Conferencia internacional sobre la Población
MENSAJE DEL SANTO PADRE JUAN PABLO II
PARA LA CONFERENCIA INTERNACIONAL SOBRE LA POBLACIÓN (MÉXICO, 6-13 DE AGOSTO DE 1984)
Al Señor Don Rafael M. Salas
Secretario general de la Conferencia Internacional
sobre la Población de 1984
1. Me alegra poder recibirle hoy y compartir algunas reflexiones acerca de la próxima Conferencia internacional sobre la Población de 1984, para la que usted ha sido designado Secretario general. Esta Conferencia, que tendrá lugar en México en el mes de agosto 1984, ofrece la oportunidad para un nuevo examen de muchas cuestiones importantes relacionadas con el crecimiento y descenso de la población, a diez años de la Conferencia mundial sobre Población de 1974. La Santa Sede ha seguido atentamente los debates sobre la población a lo largo de estos años, y ha estudiado las consecuencias de los factores demográficos para toda la familia humana. Se puede apreciar de inmediato que la situación de la población en el mundo es muy compleja y que cambia de una región a otra. Detrás de los datos demográficos hay muchas cuestiones relacionadas entre sí, que afectan a la elevación de las condiciones de vida de los hombres, a fin de que puedan vivir, con dignidad, justicia y paz, de manera que puedan ejercer el derecho recibido de Dios de formar una familia, traer al mundo y educar a sus hijos, y puedan realizar así su destino eterno que es la unión con el Dios del amor que los ha creado. Por eso la Iglesia juzga de manera positiva los esfuerzos por mejorar los sistemas de educación y de sanidad, reconociendo el papel de las personas ancianas, favoreciendo una participación más activa de las personas en los procesos de desarrollo y en la construcción de un nuevo orden económico global fundado sobre la justicia y la equidad.

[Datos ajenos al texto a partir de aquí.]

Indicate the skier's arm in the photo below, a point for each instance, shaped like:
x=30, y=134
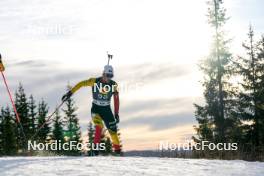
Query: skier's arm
x=89, y=82
x=116, y=103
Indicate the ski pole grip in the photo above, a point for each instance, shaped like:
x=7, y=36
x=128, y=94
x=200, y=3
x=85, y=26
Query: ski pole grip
x=2, y=68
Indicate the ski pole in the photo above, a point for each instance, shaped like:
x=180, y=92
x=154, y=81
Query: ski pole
x=48, y=119
x=14, y=106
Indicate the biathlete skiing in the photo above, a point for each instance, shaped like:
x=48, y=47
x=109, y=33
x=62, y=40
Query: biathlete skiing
x=103, y=88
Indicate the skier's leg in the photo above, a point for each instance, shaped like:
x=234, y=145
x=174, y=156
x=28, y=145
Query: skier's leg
x=98, y=122
x=110, y=123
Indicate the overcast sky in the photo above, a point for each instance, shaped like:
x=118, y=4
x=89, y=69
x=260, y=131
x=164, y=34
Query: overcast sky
x=156, y=46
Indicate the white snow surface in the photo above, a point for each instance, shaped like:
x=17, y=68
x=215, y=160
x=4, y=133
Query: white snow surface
x=134, y=166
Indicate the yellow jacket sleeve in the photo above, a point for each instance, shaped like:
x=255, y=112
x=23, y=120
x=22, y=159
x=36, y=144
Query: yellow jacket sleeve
x=89, y=82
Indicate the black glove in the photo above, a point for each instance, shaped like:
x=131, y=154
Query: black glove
x=117, y=118
x=66, y=96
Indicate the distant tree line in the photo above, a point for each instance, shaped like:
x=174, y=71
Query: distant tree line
x=233, y=111
x=61, y=128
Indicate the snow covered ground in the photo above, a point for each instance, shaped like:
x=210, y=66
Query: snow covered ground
x=136, y=166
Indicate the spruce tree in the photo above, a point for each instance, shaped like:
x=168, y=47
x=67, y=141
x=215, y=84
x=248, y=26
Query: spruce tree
x=8, y=132
x=57, y=131
x=251, y=69
x=214, y=116
x=260, y=102
x=44, y=132
x=72, y=132
x=32, y=115
x=22, y=109
x=90, y=138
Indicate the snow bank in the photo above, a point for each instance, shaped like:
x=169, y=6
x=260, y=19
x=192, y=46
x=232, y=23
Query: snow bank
x=85, y=166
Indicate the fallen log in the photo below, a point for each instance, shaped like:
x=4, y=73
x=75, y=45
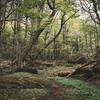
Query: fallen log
x=82, y=66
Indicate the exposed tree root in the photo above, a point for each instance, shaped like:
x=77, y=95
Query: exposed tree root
x=84, y=69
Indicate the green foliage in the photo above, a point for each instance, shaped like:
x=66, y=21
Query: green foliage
x=78, y=89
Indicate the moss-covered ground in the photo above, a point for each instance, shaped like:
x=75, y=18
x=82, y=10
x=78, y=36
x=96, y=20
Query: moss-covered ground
x=46, y=86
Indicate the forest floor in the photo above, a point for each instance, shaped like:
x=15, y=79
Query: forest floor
x=46, y=86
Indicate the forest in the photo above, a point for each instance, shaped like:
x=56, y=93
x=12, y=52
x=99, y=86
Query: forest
x=49, y=50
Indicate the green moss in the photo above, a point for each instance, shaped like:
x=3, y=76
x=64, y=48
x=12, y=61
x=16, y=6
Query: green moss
x=21, y=94
x=81, y=90
x=21, y=75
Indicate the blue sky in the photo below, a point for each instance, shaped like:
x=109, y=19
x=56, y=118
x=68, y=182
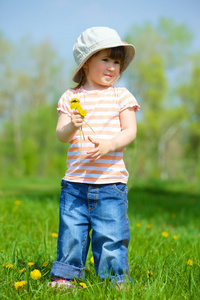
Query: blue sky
x=61, y=21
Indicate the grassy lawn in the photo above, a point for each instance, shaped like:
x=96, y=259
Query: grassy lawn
x=164, y=251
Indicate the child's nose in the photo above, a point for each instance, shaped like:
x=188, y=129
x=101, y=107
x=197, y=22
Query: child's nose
x=111, y=66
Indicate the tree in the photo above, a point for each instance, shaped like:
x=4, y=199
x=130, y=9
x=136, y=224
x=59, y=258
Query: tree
x=160, y=52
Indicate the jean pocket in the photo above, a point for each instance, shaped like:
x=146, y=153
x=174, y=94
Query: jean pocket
x=120, y=188
x=64, y=184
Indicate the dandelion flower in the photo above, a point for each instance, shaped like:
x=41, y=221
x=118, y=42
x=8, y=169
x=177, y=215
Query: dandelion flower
x=165, y=234
x=150, y=273
x=54, y=234
x=35, y=274
x=9, y=266
x=74, y=100
x=75, y=106
x=22, y=270
x=189, y=262
x=45, y=264
x=20, y=284
x=17, y=202
x=82, y=112
x=83, y=285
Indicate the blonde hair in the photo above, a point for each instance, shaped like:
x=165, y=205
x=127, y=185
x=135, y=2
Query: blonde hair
x=116, y=53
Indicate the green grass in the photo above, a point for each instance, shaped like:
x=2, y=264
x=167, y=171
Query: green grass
x=172, y=207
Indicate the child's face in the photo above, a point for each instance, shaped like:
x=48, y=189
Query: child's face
x=101, y=71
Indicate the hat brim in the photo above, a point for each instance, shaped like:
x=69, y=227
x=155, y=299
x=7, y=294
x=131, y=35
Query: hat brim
x=129, y=56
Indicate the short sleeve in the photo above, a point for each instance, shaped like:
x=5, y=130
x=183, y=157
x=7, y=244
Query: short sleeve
x=64, y=104
x=126, y=100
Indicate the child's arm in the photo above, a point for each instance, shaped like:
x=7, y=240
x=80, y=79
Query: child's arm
x=120, y=141
x=67, y=127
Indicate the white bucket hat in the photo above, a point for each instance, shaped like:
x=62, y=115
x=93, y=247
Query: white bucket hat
x=95, y=39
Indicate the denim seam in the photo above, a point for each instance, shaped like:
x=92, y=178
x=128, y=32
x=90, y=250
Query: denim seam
x=120, y=191
x=82, y=265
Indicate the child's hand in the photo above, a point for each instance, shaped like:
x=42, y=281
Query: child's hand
x=76, y=119
x=101, y=148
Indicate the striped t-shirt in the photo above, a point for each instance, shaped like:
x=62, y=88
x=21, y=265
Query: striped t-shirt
x=103, y=108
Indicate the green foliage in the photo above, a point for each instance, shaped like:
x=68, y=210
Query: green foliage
x=159, y=264
x=164, y=77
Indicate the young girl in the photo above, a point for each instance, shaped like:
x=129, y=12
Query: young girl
x=93, y=190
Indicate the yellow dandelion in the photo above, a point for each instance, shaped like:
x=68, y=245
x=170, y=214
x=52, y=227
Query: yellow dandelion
x=9, y=266
x=165, y=234
x=20, y=284
x=45, y=264
x=30, y=264
x=22, y=270
x=189, y=262
x=92, y=259
x=75, y=106
x=74, y=100
x=150, y=273
x=35, y=274
x=83, y=285
x=17, y=202
x=82, y=112
x=54, y=234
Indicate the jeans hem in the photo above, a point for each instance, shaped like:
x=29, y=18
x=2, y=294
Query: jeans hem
x=66, y=271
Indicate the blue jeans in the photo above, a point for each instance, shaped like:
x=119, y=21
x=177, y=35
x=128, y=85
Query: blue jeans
x=102, y=208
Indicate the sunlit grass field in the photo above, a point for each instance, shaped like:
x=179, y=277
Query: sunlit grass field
x=164, y=251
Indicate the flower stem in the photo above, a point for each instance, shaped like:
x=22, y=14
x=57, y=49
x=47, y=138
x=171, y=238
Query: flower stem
x=88, y=125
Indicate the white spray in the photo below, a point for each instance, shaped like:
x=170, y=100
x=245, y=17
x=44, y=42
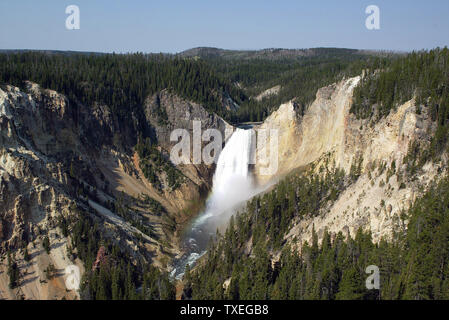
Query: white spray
x=232, y=185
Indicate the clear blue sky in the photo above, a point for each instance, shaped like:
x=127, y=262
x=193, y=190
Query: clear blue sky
x=173, y=26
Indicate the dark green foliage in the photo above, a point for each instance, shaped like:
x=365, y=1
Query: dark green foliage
x=121, y=82
x=152, y=163
x=299, y=77
x=120, y=277
x=412, y=266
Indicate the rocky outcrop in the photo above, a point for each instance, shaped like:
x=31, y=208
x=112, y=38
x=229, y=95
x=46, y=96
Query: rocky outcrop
x=329, y=135
x=57, y=154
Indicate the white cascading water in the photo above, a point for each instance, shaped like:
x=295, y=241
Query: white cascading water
x=232, y=185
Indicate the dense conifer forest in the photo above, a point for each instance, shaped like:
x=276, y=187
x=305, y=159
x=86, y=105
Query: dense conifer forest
x=414, y=264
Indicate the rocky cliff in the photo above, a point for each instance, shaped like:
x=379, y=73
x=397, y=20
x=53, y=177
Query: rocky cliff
x=328, y=135
x=59, y=157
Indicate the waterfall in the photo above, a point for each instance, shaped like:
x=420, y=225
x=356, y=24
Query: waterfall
x=231, y=185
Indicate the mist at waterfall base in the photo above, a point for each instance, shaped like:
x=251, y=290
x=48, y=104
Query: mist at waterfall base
x=232, y=186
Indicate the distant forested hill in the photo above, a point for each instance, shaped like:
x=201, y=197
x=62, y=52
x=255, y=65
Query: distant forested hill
x=299, y=72
x=121, y=82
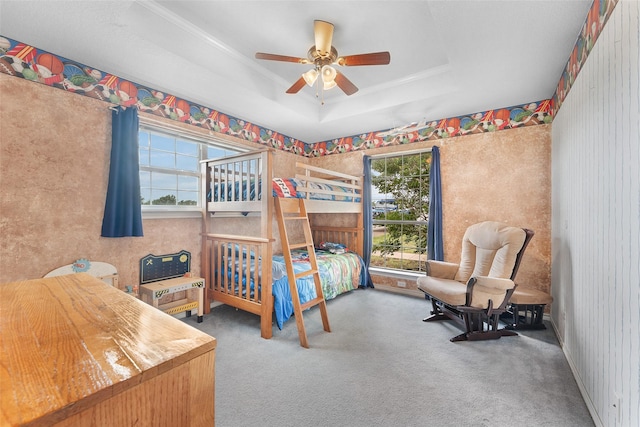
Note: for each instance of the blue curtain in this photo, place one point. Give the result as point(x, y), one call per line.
point(367, 220)
point(435, 250)
point(122, 213)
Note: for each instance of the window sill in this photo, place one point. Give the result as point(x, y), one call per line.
point(400, 274)
point(170, 214)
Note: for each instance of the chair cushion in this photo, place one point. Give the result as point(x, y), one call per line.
point(530, 296)
point(450, 292)
point(489, 249)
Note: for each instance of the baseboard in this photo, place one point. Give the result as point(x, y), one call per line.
point(583, 390)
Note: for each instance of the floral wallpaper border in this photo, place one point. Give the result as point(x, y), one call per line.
point(21, 60)
point(596, 19)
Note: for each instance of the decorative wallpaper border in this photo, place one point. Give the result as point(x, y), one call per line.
point(21, 60)
point(596, 19)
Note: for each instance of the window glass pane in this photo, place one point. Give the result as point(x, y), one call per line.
point(170, 167)
point(400, 187)
point(215, 152)
point(164, 180)
point(143, 155)
point(163, 197)
point(145, 179)
point(187, 147)
point(187, 198)
point(188, 182)
point(163, 159)
point(161, 142)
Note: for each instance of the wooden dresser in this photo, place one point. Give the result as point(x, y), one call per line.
point(75, 351)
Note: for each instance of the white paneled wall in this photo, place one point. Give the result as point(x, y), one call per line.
point(596, 223)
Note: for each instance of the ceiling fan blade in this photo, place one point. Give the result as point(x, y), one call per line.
point(283, 58)
point(323, 33)
point(345, 84)
point(295, 88)
point(375, 58)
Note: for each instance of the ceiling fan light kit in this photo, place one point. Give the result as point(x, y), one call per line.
point(323, 55)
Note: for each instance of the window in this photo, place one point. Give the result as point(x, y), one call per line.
point(170, 167)
point(400, 206)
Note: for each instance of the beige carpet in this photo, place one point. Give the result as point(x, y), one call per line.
point(382, 366)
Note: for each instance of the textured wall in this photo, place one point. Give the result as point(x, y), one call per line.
point(55, 170)
point(499, 176)
point(54, 167)
point(596, 223)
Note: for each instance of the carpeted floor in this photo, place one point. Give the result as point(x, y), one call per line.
point(382, 366)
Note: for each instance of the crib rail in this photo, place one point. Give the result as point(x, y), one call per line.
point(238, 272)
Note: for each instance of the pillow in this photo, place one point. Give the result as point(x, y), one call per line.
point(284, 187)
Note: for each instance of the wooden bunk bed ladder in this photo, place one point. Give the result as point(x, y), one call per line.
point(293, 211)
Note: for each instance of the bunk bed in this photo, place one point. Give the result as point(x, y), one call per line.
point(247, 271)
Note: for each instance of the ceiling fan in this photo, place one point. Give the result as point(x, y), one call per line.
point(323, 56)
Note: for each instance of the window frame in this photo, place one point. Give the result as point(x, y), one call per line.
point(421, 257)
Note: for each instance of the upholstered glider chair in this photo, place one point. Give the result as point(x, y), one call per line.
point(475, 292)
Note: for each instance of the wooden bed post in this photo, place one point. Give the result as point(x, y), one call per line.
point(266, 219)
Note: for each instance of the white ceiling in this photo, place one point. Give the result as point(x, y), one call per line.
point(448, 58)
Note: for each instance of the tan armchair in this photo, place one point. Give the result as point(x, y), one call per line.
point(476, 291)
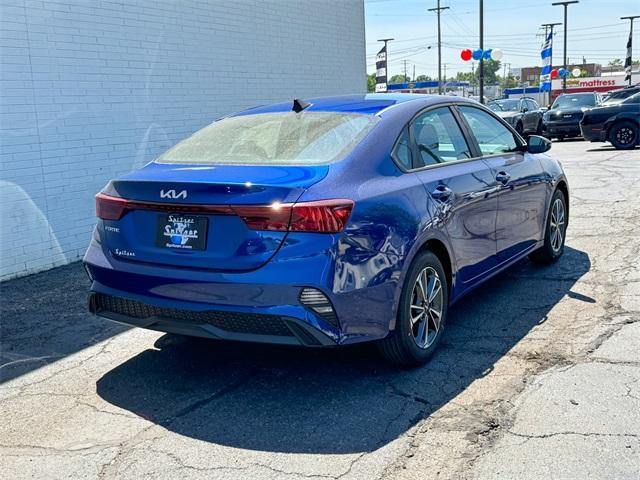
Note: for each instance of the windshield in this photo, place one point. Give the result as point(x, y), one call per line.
point(574, 101)
point(505, 106)
point(619, 96)
point(287, 138)
point(635, 98)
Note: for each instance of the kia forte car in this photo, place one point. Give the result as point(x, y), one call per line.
point(326, 222)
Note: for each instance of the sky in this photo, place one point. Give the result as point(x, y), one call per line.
point(595, 32)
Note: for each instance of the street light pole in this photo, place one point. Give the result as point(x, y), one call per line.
point(631, 44)
point(438, 9)
point(565, 5)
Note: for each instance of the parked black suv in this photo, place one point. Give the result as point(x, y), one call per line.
point(618, 123)
point(523, 114)
point(616, 96)
point(563, 118)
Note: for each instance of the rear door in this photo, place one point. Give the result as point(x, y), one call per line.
point(462, 190)
point(522, 187)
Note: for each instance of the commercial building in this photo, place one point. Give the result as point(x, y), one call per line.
point(91, 90)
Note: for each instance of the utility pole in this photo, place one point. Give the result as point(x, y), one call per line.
point(565, 4)
point(386, 59)
point(481, 66)
point(631, 37)
point(438, 9)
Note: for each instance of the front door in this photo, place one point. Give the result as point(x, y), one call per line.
point(462, 190)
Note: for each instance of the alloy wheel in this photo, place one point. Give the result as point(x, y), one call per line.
point(624, 135)
point(557, 225)
point(427, 303)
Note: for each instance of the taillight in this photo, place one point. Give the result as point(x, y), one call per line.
point(110, 208)
point(324, 216)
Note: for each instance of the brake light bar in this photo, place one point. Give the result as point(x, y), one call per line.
point(114, 208)
point(322, 216)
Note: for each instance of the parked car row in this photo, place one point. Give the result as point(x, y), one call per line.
point(614, 117)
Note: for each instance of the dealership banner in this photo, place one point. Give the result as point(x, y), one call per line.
point(628, 63)
point(381, 70)
point(595, 84)
point(545, 54)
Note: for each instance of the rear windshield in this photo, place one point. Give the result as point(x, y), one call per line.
point(571, 101)
point(287, 138)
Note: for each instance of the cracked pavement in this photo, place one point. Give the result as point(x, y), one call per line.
point(537, 377)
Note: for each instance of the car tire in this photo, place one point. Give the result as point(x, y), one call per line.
point(418, 327)
point(623, 135)
point(557, 220)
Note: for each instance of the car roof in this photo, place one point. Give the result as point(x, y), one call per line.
point(370, 103)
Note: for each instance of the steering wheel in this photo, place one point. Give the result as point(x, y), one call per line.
point(423, 148)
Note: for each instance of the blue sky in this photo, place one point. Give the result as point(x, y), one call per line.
point(595, 31)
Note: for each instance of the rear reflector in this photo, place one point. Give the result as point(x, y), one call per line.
point(323, 216)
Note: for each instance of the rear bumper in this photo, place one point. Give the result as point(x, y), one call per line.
point(568, 129)
point(200, 303)
point(215, 324)
point(593, 133)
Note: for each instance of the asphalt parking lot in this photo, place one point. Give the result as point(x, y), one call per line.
point(538, 377)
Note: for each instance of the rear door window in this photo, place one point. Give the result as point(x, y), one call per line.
point(438, 138)
point(492, 136)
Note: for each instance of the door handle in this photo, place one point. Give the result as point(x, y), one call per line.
point(442, 193)
point(503, 177)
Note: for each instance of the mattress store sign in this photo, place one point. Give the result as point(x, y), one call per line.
point(591, 84)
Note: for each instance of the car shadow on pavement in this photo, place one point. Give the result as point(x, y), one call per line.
point(44, 318)
point(338, 401)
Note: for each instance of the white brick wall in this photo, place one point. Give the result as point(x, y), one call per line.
point(90, 89)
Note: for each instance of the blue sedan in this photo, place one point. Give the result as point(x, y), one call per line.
point(326, 222)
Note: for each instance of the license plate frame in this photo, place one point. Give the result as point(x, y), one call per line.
point(182, 232)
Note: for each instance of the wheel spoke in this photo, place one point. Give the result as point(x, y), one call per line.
point(434, 289)
point(421, 335)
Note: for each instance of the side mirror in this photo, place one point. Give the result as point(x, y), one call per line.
point(538, 144)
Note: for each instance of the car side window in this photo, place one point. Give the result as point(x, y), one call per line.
point(492, 136)
point(402, 151)
point(438, 138)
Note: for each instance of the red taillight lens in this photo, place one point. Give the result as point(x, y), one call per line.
point(110, 208)
point(265, 217)
point(324, 216)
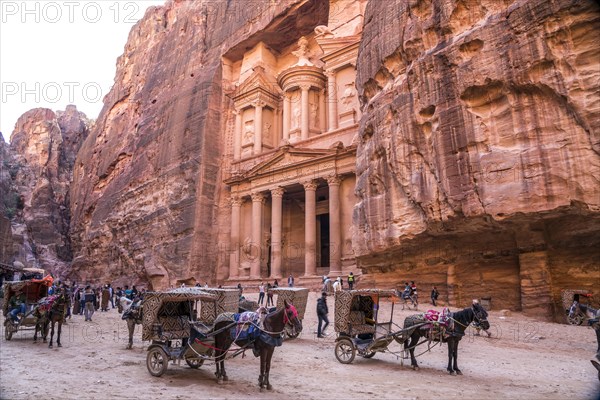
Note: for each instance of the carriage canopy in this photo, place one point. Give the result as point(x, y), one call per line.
point(34, 290)
point(355, 309)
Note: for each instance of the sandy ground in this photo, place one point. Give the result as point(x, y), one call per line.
point(525, 359)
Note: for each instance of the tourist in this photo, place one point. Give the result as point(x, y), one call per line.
point(261, 293)
point(89, 299)
point(434, 295)
point(415, 295)
point(105, 298)
point(17, 305)
point(337, 285)
point(270, 295)
point(350, 280)
point(322, 312)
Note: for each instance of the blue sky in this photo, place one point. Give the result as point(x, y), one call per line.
point(55, 53)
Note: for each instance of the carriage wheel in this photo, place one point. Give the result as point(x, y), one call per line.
point(369, 354)
point(291, 332)
point(157, 361)
point(194, 362)
point(345, 351)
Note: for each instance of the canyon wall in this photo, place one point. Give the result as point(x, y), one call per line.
point(43, 148)
point(478, 164)
point(147, 191)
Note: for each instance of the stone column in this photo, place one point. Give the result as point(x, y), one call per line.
point(234, 257)
point(276, 217)
point(322, 115)
point(255, 254)
point(237, 135)
point(287, 111)
point(258, 127)
point(332, 99)
point(304, 122)
point(310, 229)
point(335, 229)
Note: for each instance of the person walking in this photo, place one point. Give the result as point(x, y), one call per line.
point(434, 295)
point(322, 312)
point(269, 295)
point(90, 299)
point(415, 295)
point(261, 293)
point(350, 280)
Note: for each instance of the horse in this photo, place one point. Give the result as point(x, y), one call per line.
point(224, 332)
point(593, 316)
point(460, 320)
point(132, 313)
point(49, 312)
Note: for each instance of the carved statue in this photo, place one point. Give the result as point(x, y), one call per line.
point(323, 30)
point(314, 114)
point(302, 52)
point(296, 118)
point(249, 133)
point(348, 96)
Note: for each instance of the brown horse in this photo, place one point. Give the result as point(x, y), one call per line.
point(461, 320)
point(133, 315)
point(49, 314)
point(270, 335)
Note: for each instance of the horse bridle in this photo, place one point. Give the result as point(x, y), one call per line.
point(286, 318)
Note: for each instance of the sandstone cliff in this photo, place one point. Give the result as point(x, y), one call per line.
point(43, 148)
point(478, 166)
point(146, 195)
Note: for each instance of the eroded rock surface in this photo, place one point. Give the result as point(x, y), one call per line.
point(148, 181)
point(479, 155)
point(43, 148)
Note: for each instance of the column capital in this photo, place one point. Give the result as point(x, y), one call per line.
point(258, 197)
point(330, 73)
point(310, 185)
point(277, 192)
point(236, 201)
point(334, 180)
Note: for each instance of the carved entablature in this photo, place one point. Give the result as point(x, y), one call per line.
point(259, 87)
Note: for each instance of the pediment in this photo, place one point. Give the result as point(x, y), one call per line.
point(289, 157)
point(331, 45)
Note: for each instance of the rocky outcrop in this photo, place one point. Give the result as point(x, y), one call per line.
point(147, 186)
point(478, 164)
point(43, 146)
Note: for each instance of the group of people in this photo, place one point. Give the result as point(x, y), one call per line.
point(410, 293)
point(87, 300)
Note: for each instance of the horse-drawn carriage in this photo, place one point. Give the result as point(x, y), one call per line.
point(295, 295)
point(197, 324)
point(34, 290)
point(568, 296)
point(173, 321)
point(357, 323)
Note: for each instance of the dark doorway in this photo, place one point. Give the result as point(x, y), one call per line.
point(324, 244)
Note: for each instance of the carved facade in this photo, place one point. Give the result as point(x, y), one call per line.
point(293, 155)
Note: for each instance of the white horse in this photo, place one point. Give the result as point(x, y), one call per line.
point(132, 313)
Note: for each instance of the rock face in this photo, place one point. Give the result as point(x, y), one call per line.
point(43, 148)
point(147, 184)
point(478, 165)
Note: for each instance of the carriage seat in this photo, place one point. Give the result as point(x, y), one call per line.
point(358, 324)
point(175, 327)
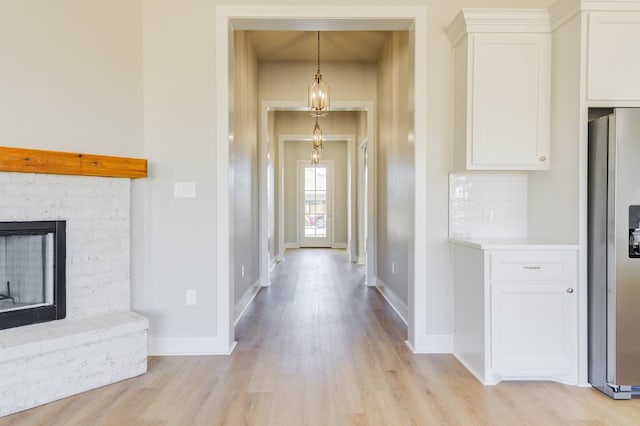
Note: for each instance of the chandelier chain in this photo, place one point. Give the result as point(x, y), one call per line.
point(318, 52)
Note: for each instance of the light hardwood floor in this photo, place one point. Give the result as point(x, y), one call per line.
point(319, 348)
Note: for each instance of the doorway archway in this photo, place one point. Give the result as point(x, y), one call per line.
point(325, 18)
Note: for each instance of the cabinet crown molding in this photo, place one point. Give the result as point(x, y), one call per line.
point(498, 21)
point(563, 10)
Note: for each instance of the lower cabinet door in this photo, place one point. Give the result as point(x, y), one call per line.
point(534, 328)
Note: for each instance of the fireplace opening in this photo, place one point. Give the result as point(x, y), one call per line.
point(32, 272)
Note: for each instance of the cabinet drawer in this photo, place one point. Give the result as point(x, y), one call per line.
point(555, 266)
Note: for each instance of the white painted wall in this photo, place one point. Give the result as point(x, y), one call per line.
point(395, 167)
point(288, 81)
point(299, 123)
point(128, 77)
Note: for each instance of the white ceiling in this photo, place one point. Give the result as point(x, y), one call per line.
point(301, 46)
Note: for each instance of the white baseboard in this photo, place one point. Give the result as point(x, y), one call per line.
point(246, 300)
point(470, 368)
point(396, 303)
point(433, 344)
point(168, 346)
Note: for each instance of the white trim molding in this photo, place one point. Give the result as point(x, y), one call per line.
point(172, 346)
point(498, 21)
point(246, 300)
point(393, 300)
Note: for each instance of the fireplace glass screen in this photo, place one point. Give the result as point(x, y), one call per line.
point(31, 272)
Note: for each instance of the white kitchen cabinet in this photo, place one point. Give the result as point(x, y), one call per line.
point(501, 89)
point(515, 311)
point(613, 63)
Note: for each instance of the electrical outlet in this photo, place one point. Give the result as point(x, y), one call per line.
point(184, 190)
point(190, 297)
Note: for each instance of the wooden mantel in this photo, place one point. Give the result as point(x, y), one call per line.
point(69, 163)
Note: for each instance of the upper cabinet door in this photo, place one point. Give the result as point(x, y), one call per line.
point(613, 56)
point(509, 95)
point(501, 89)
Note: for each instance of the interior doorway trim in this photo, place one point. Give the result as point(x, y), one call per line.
point(325, 18)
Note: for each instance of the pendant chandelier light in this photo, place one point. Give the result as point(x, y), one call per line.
point(318, 143)
point(318, 107)
point(318, 92)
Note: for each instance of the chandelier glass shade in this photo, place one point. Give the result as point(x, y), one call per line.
point(318, 143)
point(318, 92)
point(315, 156)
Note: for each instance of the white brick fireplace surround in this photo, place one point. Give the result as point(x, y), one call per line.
point(100, 341)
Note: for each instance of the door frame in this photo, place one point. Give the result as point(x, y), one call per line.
point(326, 17)
point(330, 166)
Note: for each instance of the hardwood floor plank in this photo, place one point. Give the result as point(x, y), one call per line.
point(320, 348)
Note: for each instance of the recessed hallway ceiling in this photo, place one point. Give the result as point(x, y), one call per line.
point(335, 46)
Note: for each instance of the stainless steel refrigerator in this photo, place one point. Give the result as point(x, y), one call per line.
point(614, 253)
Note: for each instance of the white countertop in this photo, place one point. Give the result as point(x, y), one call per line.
point(512, 244)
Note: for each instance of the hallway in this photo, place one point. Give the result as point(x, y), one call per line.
point(318, 347)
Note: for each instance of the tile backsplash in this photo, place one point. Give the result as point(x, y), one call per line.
point(487, 205)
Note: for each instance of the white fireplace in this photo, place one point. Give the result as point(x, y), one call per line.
point(100, 341)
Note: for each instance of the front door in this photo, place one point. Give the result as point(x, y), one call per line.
point(315, 211)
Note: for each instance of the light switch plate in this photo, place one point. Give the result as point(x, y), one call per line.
point(184, 189)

2. La Iglesia reconoce que corresponde a los gobiernos y a la comunidad internacional estudiar y afrontar de manera responsable los problemas demográficos en el contexto y en vista del bien común de cada nación y de toda la humanidad (cf. Populorum progressio, 37). Pero una política demográfica no debe considerar a las personas como simples números, ni únicamente según criterios económicos, ni tampoco partiendo de cualquier tipo de prejuicios. Debe respetar y promover la dignidad y los derechos fundamentales de la persona humana y de la familia.
La dignidad de la persona humana —de cada persona en particular—, su unicidad y su capacidad de contribuir al bienestar de la sociedad, son de primaria importancia para la Iglesia cuando aborda deberes sobre población. Porque la Iglesia cree que la dignidad humana está fundada sobre el hecho de que Dios ha creado a cada persona, que hemos sido redimidos por Cristo y que, según el plan de Dios, gozaremos con Él de una felicidad eterna. La Iglesia debe ser siempre signo y salvaguardia del carácter trascendental de la persona humana (cf. Gaudium et spes, 76), devolviendo la esperanza a cuantos de otro modo desesperarían de poder mejorar su suerte actual. Esta convicción de la Iglesia es compartida por otros, está en armonía con los deseos más secretos del corazón humano y responde a las aspiraciones más profundas de la persona humana. La dignidad de la persona es por ello un valor de importancia universal defendido por hombres de diversos ambientes religiosos, culturales y nacionales. Esta insistencia sobre el valor de la persona requiere respeto hacia la vida humana, que es siempre un don maravilloso de la bondad de Dios. Contra el pesimismo y el egoísmo que arrojan su sombra sobre el mundo, la Iglesia se alza en favor de la vida y llama a esfuerzos cada vez mayores para corregir situaciones que ponen en peligro o reducen el valor y la debida calidad de la vida humana. A este respecto quiero recordar las palabras de mi Exhortación Apostólica Familiaris consortio, que refleja el consenso del Sínodo de los obispos de 1980 sobre la familia en el mundo contemporáneo.
«La Iglesia está llamada a manifestar nuevamente a todos, con un convencimiento más claro y firme, su voluntad de promover con todo medio y defender contra toda insidia la vida humana, en cualquier condición o fase de desarrollo en que se encuentre.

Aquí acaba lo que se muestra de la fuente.